Diversity in engineering: ‘I think it’s shifting, but it’s shifting slowly’

31 Aug 2018

3D printing is one of the facets of advanced manufacturing at IMR. Image: FrameStockFootages/Shutterstock

Dr Ann O’Connell is helping to usher in some of the latest advancements in manufacturing in what is typically a male-dominated field.

If you ask the average person what they associate 3D printing with, they might think of small trinkets or possibly even a lethal weapon.

But the technology has developed rapidly over the past decade or so, to the point that it is envisaged it will become a fundamental part of major engineering projects, aircraft in particular.

In fact, estimates suggest that by 2021, 75pc of commercial and military aircraft will fly with 3D-printed engines, airframes and other components.

This is just one aspect of the advanced manufacturing technologies being developed at Irish Manufacturing Research (IMR), an independent manufacturing and industrial energy-efficiency research organisation focused on delivering solutions to manufacturing.

One of those heavily involved in promoting the latest developments in this area is Dr Ann O’Connell, an industrial researcher also working in business development and EU collaborations at IMR.

Headshot of Dr Ann O'Connell.

Dr Ann O’Connell, an industrial researcher at IMR. Image: Ann O’Connell

The rapid pace of change

Having spent 15 years at Intel, O’Connell led the establishment of the company’s chemical analysis labs both in Leixlip, Co Kildare, and Israel as the US-headquartered company sought to develop new technologies outside of its native country.

Holding a PhD in chemistry and chemical biology from University College Dublin, O’Connell honed her business development and collaboration skills with the Tyndall National Institute in Cork.

Now with IMR, she is helping SMEs and others to see the benefits of advanced manufacturing through European initiatives such as the Manufacturing Industry Digital Innovation Hubs group.

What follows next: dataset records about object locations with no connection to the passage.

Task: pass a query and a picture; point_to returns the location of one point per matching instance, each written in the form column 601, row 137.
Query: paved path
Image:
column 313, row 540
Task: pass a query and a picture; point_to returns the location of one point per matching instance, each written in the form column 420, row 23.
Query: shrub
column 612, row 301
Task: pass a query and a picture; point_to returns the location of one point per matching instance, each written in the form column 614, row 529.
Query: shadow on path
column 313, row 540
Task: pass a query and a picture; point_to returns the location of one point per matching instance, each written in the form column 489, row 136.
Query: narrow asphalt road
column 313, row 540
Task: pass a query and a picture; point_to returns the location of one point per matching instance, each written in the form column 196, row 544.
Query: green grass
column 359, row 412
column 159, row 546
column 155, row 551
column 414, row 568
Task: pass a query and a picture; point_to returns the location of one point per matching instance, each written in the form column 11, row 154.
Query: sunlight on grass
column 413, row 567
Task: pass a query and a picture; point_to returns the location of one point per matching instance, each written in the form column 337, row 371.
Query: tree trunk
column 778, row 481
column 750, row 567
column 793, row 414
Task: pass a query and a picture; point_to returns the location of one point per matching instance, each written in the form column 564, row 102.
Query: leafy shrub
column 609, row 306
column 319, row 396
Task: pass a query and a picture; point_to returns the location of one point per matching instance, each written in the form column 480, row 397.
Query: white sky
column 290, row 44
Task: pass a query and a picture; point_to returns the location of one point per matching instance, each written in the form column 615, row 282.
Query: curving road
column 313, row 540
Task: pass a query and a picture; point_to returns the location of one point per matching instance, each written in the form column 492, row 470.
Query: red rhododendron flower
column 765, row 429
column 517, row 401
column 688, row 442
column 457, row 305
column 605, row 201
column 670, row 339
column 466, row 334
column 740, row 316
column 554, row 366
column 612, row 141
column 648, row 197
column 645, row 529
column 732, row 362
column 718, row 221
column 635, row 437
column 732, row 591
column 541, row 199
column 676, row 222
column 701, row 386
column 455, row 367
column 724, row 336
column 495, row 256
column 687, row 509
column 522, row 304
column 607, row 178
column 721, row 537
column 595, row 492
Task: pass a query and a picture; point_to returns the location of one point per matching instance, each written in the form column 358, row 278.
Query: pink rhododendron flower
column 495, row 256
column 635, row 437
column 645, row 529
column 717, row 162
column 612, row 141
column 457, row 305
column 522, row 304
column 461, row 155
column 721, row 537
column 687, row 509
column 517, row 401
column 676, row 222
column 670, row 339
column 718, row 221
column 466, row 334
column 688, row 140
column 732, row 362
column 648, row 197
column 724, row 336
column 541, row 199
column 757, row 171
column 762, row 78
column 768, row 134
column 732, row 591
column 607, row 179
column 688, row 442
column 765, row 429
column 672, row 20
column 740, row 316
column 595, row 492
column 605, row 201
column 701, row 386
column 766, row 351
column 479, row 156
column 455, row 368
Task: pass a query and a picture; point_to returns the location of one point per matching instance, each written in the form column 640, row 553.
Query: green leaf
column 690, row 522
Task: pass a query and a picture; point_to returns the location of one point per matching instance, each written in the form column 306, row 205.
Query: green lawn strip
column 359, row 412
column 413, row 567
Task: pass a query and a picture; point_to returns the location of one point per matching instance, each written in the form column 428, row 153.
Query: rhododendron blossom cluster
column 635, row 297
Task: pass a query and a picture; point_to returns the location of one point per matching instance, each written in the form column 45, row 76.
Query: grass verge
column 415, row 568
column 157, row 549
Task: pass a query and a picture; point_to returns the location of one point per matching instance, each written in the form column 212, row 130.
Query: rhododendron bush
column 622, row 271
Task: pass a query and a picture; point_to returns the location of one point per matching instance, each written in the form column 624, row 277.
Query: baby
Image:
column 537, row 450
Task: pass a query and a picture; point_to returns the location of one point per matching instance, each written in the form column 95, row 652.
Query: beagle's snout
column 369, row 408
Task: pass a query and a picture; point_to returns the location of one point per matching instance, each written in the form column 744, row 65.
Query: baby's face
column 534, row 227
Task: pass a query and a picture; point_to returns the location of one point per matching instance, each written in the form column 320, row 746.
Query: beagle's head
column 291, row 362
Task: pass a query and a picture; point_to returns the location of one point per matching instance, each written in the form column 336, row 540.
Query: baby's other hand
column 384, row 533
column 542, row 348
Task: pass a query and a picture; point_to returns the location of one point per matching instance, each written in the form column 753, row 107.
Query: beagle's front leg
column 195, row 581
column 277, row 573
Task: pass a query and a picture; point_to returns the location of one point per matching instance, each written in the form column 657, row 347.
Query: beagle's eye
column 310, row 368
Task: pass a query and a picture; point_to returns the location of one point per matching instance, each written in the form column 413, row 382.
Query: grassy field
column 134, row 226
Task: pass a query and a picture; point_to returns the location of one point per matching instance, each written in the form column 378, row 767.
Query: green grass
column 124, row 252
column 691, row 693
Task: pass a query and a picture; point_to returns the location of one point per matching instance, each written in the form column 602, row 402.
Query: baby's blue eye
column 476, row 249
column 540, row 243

This includes being involved in a steering committee to develop the car of the future, most notably autonomous cars through the Connected and Autonomous Vehicles Ireland group.

So, is it fair to say that a lot has changed in advanced manufacturing over the course of her career?

“It has changed dramatically,” O’Connell said in conversation with Siliconrepublic.com. “We’re in the area of advanced manufacturing, but without advanced materials you really can’t have develop it.

“Nanotechnology, graphene and all those materials have become a really, really key area for [advanced manufacturing] technologies.”

Noticing the elephant in the room

Perhaps changing at a slower pace, as O’Connell would admit, is the diverse representation of people found in the more engineering-focused careers.

“I think it’s shifting and I think it’s shifting slowly,” she said, referencing back to a meeting she held last year that included her and 15 men discussing why there weren’t more women getting involved.

“Nobody noticed the elephant in the room,” she said. “I was sitting there going: ‘Hello?’”

Changing this won’t happen overnight, she admitted. It requires the work of educators to include women and minorities from an early age, something which she has encouraged in her own children.

There is then, of course, the continuing issues surrounding maternity and paternity leave, and O’Connell has seen this influence the careers of both men and women in different ways.

“I would have been on the same career path as some of my [male] colleagues,” she said, referring to her peers earlier in her career.

“They had babies, but it didn’t affect their careers because they were men,” she said. “I was out for nine months and I was more than happy to do so, but it takes a hit work-wise.”

A sign for the National Science Park in a field in the foreground, with the IMR research lab in the background.

The National Science Park in Mullingar where IMR’s research lab is based. Image: IMR

No fear of a robot takeover

IMR is particularly focused on the workplace of the future, given that it is developing the latest hardware, software and technologies as part of its advanced manufacturing remit.

One of its biggest focuses right now is the area of collaborative robotics – otherwise called ‘cobotics’ – where the manufacturing facilities of the future will see human and robot work side by side, rather than the latter simply replacing the former.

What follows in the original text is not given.